15 września 2022 roku na rynku zadebiutowała ciekawa produkcja – Metal: Hellsinger
Jest to gra studia The Outsiders, które nie ma zbyt wielu tytułów na swoim koncie. Tak naprawdę Metal: Hellsinger to pierwszy poważny projekt deweloperów i należy przyznać, że twórcy podeszli do tematu z wielkim przytupem.
Wydawana przez Funcom gra to pierwszoosobowy shooter do złudzenia przypominający serię DOOM, bowiem naszymi przeciwnikami również są tutaj mieszkańcy piekieł. Wcielamy się w dopiero co uwolnioną, tajemniczą duszę, którą we wszystkich poziomach piekła określa się mianem Niewiadomej. Jest to pół demonica, pół człowiek, która pragnie zemścić się na Czerwonej Sędzinie za pozbawienie jej Głosu. Jednak tutaj nie wystarczy po prostu strzelać i rozwalać demony. Tutaj koniecznie jest poczucie rytmu, gdyż nabijając rytmiczne komba zwiększamy obrażenia zadawane bronią. Jest to naprawdę ciekawy zabieg, zdecydowanie na plus, mocno urozmaicający rozgrywkę. Dodatkowo każda broń posiada unikalną zdolność, która dorzuca fajerwerków do widowiska.
Metal: Hellsinger nie odznacza się mocno skomplikowaną i rozbudowaną fabułą. Najmocniejszym punktem tej produkcji, dla wielu graczy, jest niesamowity soundtrack, za który odpowiedzialna jest grupa Two Feathers.

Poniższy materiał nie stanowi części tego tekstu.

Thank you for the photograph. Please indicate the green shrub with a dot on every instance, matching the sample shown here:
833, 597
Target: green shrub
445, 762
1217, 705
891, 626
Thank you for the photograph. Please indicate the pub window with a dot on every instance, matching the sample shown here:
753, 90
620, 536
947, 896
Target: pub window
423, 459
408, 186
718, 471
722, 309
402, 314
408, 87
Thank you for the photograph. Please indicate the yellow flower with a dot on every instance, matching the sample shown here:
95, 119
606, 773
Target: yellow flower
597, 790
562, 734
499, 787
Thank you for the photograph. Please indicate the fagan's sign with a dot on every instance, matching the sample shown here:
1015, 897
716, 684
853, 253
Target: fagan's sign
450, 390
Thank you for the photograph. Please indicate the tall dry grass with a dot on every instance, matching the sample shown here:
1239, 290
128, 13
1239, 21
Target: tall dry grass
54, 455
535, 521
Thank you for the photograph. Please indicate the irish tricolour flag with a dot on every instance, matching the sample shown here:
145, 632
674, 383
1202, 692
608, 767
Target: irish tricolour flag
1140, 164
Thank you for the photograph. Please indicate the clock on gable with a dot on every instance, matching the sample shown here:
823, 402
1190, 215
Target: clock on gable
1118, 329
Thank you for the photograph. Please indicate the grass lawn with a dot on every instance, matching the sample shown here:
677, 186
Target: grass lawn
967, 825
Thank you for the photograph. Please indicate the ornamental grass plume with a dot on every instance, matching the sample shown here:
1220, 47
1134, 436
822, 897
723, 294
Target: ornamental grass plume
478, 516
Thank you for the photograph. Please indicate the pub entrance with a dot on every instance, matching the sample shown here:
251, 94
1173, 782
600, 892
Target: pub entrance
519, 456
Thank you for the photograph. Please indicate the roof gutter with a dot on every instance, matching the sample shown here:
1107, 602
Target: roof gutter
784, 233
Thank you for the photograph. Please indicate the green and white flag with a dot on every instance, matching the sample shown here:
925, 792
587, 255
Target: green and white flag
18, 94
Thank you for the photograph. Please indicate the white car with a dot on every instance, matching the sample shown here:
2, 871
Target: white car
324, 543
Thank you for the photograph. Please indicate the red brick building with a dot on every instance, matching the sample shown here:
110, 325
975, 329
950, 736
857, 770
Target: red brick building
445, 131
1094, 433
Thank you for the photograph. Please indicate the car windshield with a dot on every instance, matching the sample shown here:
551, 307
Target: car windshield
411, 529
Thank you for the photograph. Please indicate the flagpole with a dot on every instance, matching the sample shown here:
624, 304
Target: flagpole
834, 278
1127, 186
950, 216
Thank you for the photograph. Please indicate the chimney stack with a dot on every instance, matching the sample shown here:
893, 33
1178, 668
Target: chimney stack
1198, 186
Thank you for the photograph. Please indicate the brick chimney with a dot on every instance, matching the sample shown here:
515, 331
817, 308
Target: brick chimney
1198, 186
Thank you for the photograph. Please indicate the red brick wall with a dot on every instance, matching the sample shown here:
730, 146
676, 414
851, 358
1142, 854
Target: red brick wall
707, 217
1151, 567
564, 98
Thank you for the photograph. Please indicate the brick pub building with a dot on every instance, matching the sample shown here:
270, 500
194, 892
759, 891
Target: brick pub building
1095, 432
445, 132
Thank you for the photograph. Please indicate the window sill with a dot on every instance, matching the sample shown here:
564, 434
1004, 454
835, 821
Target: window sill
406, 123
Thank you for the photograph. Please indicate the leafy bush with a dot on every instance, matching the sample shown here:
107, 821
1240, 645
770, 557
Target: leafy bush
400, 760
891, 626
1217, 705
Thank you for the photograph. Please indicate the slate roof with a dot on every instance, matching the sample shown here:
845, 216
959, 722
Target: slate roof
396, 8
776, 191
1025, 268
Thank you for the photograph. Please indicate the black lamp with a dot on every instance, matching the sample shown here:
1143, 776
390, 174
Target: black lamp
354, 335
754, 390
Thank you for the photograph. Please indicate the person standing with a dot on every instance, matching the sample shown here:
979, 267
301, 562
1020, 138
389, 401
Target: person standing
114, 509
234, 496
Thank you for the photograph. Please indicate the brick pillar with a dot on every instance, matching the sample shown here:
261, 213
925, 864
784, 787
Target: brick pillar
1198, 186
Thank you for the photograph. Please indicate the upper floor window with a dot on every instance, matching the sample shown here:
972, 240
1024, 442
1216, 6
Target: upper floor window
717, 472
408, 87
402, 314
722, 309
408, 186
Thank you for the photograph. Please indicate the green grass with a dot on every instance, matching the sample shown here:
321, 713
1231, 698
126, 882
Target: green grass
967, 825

Mamy tutaj do czynienia z ciężkimi, metalowymi brzmieniami. Każdy poziom gry ma swój własny utwór, który zaczyna się niewinnie, od samej muzyki. Gdy nabijemy wystarczająco wysokie kombo, dochodzą wokale i tutaj zaczyna się robić naprawdę intrygująco. Za śpiew w tej grze odpowiedzialni są następujący wokaliści i wokalistki: Mikael Stanne z Dark Tranquillity, Tatiana Shmayluk z Jinjer, Björn Strid z Soilwork, Matt Heafy z Trivium, Serj Tankian z System of a Down, Dennis Lyxzén z Refused oraz INVSN, Randy Blythe z Lamb of God, Alissa White-Gluz z Arch Enemy oraz James Dorton z Black Crown Initiate. Należy przyznać, że dobór artystów prezentuje się naprawdę imponująco.
A jak oceniana jest produkcja? Streamer znany w serwisie Twitch pod pseudonimem KOPODUP w następujący sposób wypowiada się o Metal: Hellsinger:
„Odkąd zobaczyłem pierwszą zapowiedź Metal: Hellsinger czekałem na tę grę z niecierpliwością. Kiedy tylko zobaczyłem, że zostało wydane demo, od razu się za nie zabrałem i co? W demie, które trwa zaledwie 15 minut, spędziłem aż 3 godziny. Wręcz nie mogłem się oderwać od szlachtowania demonów w rytm cudownej muzyki oraz prób wbicia, jak najwyższego score'u. Przyszedł czas premiery. Szybki powrót z pracy i zabieramy się za ogrywanie. Przejście całej fabuły zajęło mi dokładnie 3 godziny i 20 minut. Co sądzę o tej grze? Jest niemal tym, czego oczekiwałem. Wszystko działa jak powinno, no po prostu ideał gry według mnie. Obecnie wybija mi powoli ósma godzina gry, a nie czuję jakiegokolwiek znużenia. Wyzwania skończone, teraz pozostało tylko zdobyć pozostałe osiągnięcia i pnąc się w górę rankingu. Jednakże nie jest tak, że wszystko tu jest idealne i gra zasługuje na 10/10. Zdecydowaną wadą tej gry są walki z bossami, na których troszkę się zawiodłem. Tylko i wyłącznie reskiny głównego, finalnego bossa i może bym to jakoś przebolał, gdyby nie to, że każda z tych walk (poza ostatnią) posiada jeden i ten sam utwór przewodni. Ostatecznie stwierdzam, że Metal: Hellsinger jest świetną grą, która łączy gatunek szybkich FPS'ów oraz gry rytmicznej w idealnej scenerii. Ustawia to produkcję w zdecydowanej topce moich gier tego roku. Na pewno przesiedzę w tej grze jeszcze sporo przyjemnych i satysfakcjonujących godzin, szlifując swoje wyniki, jak najwyżej rankingu”.